CN: It did. And I remembered my original name, the name my parents bestowed on me: Marlow Nullity. You are free to consider this coincidence a mere contrivance, but I regard it as a special sign. Alas, I'm not in a position to explain the mechanisms of the sign but I can reveal its content to you now: 0. Yes, zero! The perfect number! Any number divided by zero is infinity; so it's logical to say that any person divided by me also becomes infinity, because I am a form of zero. This is very reassuring for a pirate captain. I cut my enemies into two, three, four or even more pieces and they are instantly transformed by the magic of mathematics into a quantity without end. My cutlass imparts eternal life!

PM: Very good. Are you insane?

CN: No more than many of my author's characters. And I've already lasted longer than most of the others. In printed words I date back to the story 'Percussion Cape', written in 1995; but actually the author conceived of me long ago, in 1982 or 1983, in an abandoned juvenile novel entitled The Jin-Septev. Yes, that title is meaningless but it has been recycled and mutated and I have it on good authority that he intends one day to write a new novel called Djinn Septic in which I'll play a deserved part. But these are technical matters outside my control.

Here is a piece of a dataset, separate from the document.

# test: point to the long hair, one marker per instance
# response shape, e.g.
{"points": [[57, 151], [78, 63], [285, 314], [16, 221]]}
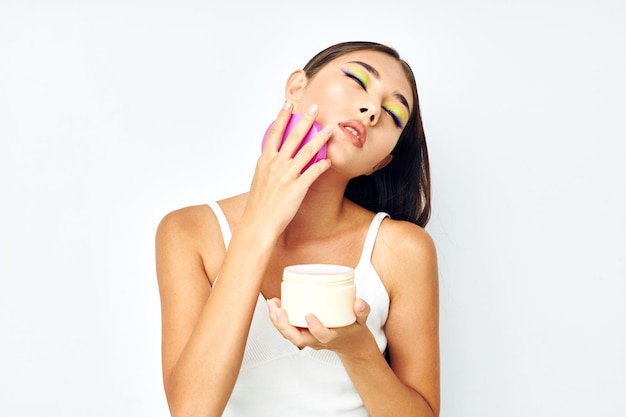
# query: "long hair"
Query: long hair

PM: Is it true your author is a pompous fellow?

CN: He is also your author, so you are in an equally good position to answer that question; but I can hazard a guess that no, he's not especially pompous. Certainly he is playful and he often plays with the pomposity of other writers, and sometimes this game may involve feigning pomposity, but the irony will still be there, always. And yet it is not my task to defend him in any capacity whatsoever. Ask a new question!

PM: How many knees are best?

CN: Three pairs. The ones you wear every day; the backup pair on the obverse side that bend the other way; a spare pair. Three pairs for each man and woman, if possible. But it never is.

PM: How true! Favourite colour?

CN: Dark green, the colour of cucumber skins. Before the sunlight inside them is released. An unopened cucumber is a powerful thing. Do you know the King of Shush? He grows the finest cucumbers and pickles them in the classiest jars. We munch them together, he and I, when I go visiting, which isn't very often. One time he was passing me a big jar of very big pickled cucumbers but it slipped out of my grasp and smashed on the flags. The tricolours were sopping! The flag of the Seychelles became unreadable. Anyway, the cucumbers exploded, burst into light. A rogue spark from the impact must have set them off. Sunbeams everywhere, and just for an instant I thought I heard them speak, all together in one voice. "Why doesn't the Buddha get deep-vein thrombosis?" is what they asked. A curious acoustic illusion, no?

PM: I agree: no. Are all your crewmen also mad?

CN: Salty is what they are. And caffeinated from the sea spume. They are also versed in the best seadog sayings, but it is only I who has the right to shout, 'Hard to Starbucks! Hard to Portfolio!' when I want the ship to turn right or left. And I exercise that right, and left, frequently.